“Saved the Best for Last,” when Vanessa Williams sings “sometimes the sun goes 'round the moon.”
And Coldplay’s “Speed of Sound,” which says, “birds go flying at the speed of sound,” and also mentions that “planets are moving at the speed of light.”
Scientific accuracy? From songs? What’re you on?
“Fly me to the moon, let me play among the stars…”
"Would you like to swing on a star?’
“Came the dawn
She was gone
18 billion miles away…” (“Eight Foot Two” by Allan Sherman)
And Zager and Evans’ “In the Year 2525” gets special mention for being bad science, bad science fiction, and a loathsome song
That said, I think Christine Lavin does something or other that’s accurate with Sedna. You can order a booklet on Sedna that she put together from her website!
Well a sort of scientific-historical example… that Sinatra song with the lyrics ‘They all laughed at Christopher Columbus, when he said the world was round’. No they bloody didn’t.
“We have just discovered an important note from space. The Martians want to throw a dance for all the human race.”
No reliable researcher will admit to reception of any such transmission, and there is significant doubt as to even the existence of a creature on that planet capable of hosting such an event.
And they don’t even have trees on Mars. No trees, no paper. No paper, no streamers. No streamers, let’s face it: No party.
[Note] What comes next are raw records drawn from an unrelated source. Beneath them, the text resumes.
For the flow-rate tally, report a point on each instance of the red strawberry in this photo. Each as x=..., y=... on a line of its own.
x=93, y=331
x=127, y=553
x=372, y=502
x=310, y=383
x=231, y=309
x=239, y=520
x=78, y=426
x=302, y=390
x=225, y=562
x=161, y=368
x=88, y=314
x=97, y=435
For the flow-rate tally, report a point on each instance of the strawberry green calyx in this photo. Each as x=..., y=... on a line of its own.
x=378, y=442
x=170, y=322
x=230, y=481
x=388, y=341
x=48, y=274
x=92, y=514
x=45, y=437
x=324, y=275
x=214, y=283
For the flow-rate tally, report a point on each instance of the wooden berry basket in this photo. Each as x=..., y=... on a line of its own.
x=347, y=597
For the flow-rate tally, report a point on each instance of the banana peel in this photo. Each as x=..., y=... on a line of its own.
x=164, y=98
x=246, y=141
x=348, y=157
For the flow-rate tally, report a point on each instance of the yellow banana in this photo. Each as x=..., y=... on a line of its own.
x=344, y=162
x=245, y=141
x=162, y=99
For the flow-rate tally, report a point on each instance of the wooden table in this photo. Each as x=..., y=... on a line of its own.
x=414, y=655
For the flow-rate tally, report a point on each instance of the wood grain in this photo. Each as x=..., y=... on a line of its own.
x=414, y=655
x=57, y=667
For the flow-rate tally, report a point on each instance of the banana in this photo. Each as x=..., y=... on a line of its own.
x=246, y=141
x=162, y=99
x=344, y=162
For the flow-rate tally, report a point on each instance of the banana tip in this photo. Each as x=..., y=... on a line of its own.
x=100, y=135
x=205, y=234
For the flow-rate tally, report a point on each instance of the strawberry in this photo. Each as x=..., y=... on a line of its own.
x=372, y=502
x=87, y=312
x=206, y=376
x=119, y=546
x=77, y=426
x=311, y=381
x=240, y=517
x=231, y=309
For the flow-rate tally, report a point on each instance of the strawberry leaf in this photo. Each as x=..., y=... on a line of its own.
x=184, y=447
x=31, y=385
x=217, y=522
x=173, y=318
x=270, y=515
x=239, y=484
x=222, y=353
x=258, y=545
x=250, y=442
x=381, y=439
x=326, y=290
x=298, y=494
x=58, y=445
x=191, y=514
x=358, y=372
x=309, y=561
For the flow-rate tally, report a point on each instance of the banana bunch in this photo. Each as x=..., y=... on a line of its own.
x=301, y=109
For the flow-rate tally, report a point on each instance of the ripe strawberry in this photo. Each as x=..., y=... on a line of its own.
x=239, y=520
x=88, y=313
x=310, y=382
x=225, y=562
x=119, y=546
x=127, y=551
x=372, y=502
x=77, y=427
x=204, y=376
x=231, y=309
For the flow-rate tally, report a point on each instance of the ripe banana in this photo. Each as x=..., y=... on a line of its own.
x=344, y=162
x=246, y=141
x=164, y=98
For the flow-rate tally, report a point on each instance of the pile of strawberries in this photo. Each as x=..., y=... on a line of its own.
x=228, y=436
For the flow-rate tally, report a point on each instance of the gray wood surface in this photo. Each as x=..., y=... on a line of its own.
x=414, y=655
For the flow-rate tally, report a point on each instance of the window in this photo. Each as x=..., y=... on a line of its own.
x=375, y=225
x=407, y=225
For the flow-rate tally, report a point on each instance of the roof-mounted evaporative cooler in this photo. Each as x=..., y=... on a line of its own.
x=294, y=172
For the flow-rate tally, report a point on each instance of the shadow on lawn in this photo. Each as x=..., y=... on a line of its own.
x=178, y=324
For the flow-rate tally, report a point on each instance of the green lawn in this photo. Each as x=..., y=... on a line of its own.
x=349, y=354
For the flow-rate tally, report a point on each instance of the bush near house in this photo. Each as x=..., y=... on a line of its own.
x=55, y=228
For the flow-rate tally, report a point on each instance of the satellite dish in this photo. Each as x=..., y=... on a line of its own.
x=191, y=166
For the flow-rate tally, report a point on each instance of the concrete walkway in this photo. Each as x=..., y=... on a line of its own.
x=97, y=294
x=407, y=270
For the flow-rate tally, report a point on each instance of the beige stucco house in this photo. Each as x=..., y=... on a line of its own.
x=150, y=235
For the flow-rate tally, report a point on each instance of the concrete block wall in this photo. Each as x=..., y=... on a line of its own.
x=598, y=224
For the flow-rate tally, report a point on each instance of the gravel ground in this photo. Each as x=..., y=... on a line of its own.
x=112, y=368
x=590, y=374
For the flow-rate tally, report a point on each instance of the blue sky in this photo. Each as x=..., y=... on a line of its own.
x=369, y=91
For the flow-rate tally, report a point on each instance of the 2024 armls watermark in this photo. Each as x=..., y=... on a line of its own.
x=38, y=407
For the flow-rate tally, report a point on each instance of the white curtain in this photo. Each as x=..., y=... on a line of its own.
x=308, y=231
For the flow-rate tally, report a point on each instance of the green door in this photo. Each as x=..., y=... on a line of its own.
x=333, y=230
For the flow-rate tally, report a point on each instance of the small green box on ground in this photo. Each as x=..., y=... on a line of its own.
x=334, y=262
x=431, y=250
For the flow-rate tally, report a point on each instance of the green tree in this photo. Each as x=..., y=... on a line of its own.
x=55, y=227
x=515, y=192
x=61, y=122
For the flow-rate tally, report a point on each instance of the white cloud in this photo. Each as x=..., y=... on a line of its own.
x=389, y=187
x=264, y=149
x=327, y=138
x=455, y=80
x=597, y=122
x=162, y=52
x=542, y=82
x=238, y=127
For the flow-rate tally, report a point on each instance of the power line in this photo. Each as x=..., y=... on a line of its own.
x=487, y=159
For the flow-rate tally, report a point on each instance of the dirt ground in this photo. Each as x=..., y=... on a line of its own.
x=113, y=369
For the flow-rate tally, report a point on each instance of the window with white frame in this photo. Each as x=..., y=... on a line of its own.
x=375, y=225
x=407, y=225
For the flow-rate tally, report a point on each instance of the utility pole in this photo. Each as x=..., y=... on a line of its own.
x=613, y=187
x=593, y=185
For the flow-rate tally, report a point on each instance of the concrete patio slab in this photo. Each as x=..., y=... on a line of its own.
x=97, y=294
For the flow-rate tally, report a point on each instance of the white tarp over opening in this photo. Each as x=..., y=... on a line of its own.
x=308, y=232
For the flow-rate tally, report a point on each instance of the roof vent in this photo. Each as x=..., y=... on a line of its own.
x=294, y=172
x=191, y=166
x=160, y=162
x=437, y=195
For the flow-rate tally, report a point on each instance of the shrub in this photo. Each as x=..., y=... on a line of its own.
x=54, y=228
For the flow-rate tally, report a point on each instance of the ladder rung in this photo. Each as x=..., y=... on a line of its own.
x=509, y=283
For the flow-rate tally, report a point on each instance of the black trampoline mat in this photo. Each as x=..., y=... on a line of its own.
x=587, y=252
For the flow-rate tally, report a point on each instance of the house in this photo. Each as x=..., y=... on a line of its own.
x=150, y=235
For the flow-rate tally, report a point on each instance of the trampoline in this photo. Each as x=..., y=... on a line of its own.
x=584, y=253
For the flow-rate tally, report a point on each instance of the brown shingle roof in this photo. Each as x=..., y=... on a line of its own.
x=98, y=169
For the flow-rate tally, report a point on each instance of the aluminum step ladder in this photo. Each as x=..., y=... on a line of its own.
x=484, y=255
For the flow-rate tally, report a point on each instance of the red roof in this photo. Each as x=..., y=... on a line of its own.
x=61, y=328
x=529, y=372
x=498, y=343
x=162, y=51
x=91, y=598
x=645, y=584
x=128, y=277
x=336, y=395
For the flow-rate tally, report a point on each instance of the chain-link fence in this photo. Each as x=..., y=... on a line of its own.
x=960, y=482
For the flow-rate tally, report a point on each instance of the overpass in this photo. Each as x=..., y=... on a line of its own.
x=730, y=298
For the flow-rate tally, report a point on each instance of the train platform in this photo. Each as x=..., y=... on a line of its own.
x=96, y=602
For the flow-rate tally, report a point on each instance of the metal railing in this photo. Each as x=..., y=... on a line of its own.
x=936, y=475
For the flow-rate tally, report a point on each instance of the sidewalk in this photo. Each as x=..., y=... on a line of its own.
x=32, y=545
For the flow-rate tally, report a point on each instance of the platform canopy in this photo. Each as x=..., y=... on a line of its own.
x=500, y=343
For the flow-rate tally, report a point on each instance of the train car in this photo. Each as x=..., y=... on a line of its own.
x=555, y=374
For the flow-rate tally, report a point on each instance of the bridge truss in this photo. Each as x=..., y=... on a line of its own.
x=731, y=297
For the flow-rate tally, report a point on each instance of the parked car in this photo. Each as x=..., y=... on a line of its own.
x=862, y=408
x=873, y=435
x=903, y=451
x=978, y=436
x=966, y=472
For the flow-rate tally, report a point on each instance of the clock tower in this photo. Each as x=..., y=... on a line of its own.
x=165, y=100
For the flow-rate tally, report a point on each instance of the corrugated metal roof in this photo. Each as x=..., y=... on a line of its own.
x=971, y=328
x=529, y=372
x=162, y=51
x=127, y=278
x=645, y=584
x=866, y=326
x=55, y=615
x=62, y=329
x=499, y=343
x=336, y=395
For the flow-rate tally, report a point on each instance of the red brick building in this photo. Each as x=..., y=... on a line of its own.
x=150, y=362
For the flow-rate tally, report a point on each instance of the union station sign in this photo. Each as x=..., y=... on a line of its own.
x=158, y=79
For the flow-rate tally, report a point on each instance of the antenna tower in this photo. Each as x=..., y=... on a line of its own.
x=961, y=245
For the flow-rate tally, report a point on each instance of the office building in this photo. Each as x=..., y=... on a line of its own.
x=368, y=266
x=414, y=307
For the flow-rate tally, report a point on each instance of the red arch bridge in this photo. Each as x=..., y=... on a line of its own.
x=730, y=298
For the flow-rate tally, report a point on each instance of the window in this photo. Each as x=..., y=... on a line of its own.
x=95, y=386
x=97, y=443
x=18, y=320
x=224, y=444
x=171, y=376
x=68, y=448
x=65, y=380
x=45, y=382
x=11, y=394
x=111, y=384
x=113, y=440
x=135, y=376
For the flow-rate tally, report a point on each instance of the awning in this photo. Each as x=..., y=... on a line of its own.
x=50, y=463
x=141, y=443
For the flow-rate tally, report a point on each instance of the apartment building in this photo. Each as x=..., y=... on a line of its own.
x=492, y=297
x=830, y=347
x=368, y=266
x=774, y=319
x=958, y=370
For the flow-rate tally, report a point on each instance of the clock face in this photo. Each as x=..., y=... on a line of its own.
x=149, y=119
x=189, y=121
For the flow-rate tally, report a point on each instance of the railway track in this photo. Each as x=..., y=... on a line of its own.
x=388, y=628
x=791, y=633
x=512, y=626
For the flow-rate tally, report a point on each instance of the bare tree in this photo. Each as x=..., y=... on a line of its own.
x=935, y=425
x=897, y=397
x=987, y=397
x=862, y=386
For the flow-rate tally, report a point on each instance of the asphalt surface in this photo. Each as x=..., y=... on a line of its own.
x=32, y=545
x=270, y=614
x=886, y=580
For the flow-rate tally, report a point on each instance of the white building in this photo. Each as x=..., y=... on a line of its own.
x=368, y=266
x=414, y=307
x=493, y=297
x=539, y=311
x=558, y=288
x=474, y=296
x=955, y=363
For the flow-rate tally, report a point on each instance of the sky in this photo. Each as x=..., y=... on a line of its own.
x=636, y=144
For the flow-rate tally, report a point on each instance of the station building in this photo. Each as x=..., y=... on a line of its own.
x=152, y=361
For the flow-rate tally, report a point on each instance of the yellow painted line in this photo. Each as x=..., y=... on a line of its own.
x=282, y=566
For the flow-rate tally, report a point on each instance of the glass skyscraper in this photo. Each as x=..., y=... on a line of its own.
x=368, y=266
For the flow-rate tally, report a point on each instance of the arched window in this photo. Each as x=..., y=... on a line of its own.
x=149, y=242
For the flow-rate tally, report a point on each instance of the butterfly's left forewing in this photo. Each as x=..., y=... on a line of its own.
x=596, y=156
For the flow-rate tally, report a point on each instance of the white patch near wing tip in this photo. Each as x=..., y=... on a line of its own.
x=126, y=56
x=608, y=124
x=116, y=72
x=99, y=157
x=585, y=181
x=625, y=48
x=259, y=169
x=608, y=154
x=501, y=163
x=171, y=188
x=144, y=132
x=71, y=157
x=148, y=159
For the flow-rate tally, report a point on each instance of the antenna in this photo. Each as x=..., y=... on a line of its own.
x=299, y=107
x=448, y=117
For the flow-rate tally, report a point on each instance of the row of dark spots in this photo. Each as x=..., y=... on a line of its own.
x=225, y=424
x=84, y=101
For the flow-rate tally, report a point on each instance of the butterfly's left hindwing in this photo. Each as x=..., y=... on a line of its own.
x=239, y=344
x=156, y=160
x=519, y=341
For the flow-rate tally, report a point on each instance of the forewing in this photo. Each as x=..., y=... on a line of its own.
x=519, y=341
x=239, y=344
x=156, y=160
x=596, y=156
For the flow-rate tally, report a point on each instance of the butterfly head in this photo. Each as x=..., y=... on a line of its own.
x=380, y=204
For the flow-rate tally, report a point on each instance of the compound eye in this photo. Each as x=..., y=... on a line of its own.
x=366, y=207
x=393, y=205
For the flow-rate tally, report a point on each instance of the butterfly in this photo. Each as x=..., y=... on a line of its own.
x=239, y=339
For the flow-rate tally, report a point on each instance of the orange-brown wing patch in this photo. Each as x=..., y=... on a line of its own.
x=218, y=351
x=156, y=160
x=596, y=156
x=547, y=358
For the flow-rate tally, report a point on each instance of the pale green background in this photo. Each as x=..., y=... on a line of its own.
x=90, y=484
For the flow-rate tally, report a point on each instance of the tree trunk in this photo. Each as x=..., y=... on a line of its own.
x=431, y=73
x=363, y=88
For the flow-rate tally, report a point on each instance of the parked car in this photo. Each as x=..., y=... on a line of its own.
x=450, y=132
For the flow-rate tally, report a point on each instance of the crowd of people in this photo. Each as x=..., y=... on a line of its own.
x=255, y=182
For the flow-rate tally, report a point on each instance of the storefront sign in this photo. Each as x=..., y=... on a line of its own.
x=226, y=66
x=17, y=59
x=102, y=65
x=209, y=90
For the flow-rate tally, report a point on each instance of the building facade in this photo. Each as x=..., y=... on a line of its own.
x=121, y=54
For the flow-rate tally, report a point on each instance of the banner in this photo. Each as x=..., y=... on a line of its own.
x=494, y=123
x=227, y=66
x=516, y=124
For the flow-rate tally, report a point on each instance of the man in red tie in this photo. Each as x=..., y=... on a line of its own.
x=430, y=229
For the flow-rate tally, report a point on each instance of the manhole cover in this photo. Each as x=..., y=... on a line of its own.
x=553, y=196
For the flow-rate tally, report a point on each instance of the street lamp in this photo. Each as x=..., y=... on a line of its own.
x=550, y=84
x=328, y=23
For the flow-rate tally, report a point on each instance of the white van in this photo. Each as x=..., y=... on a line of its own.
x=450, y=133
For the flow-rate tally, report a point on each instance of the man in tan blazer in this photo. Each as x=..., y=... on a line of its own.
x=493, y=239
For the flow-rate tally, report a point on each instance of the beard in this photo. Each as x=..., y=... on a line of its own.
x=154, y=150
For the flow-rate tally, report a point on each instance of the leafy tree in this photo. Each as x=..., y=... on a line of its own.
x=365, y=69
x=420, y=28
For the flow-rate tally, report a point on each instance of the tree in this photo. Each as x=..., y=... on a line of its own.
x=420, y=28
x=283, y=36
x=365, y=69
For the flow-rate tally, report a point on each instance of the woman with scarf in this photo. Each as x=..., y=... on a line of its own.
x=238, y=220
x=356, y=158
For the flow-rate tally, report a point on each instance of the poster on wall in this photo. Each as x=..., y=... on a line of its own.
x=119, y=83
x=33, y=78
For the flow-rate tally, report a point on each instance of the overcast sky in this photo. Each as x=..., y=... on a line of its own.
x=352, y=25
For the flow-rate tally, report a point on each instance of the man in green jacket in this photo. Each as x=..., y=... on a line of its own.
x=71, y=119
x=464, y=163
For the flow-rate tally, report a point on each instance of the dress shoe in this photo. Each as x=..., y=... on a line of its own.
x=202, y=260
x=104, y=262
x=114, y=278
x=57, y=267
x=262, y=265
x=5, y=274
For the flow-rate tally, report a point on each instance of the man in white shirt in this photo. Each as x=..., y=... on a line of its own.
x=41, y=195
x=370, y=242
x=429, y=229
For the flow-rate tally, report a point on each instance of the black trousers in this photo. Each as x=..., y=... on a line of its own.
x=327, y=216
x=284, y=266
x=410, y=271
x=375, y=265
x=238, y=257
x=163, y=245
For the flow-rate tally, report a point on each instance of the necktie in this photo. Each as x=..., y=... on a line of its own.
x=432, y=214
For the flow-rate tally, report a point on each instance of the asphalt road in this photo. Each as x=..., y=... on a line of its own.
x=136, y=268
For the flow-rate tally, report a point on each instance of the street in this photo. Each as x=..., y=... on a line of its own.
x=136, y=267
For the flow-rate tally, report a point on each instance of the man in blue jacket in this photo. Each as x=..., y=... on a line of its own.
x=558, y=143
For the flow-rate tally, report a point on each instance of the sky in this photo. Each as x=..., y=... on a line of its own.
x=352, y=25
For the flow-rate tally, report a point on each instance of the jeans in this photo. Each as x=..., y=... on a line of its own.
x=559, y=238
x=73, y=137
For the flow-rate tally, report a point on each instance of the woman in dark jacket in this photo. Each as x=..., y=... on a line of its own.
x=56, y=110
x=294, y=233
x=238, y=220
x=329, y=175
Reports indicate there would similar obstacles to procuring punch.
And the later verse implying that Marconi invented radio (“They told Marconi, wireless was a phony”) ignores the fact that he didn’t – Tesla did.
Although, since Marconi’s patent stood until 1943, George and Ira may have been at least legally correct when they wrote “They All Laughed” (I’m not sure what year it was).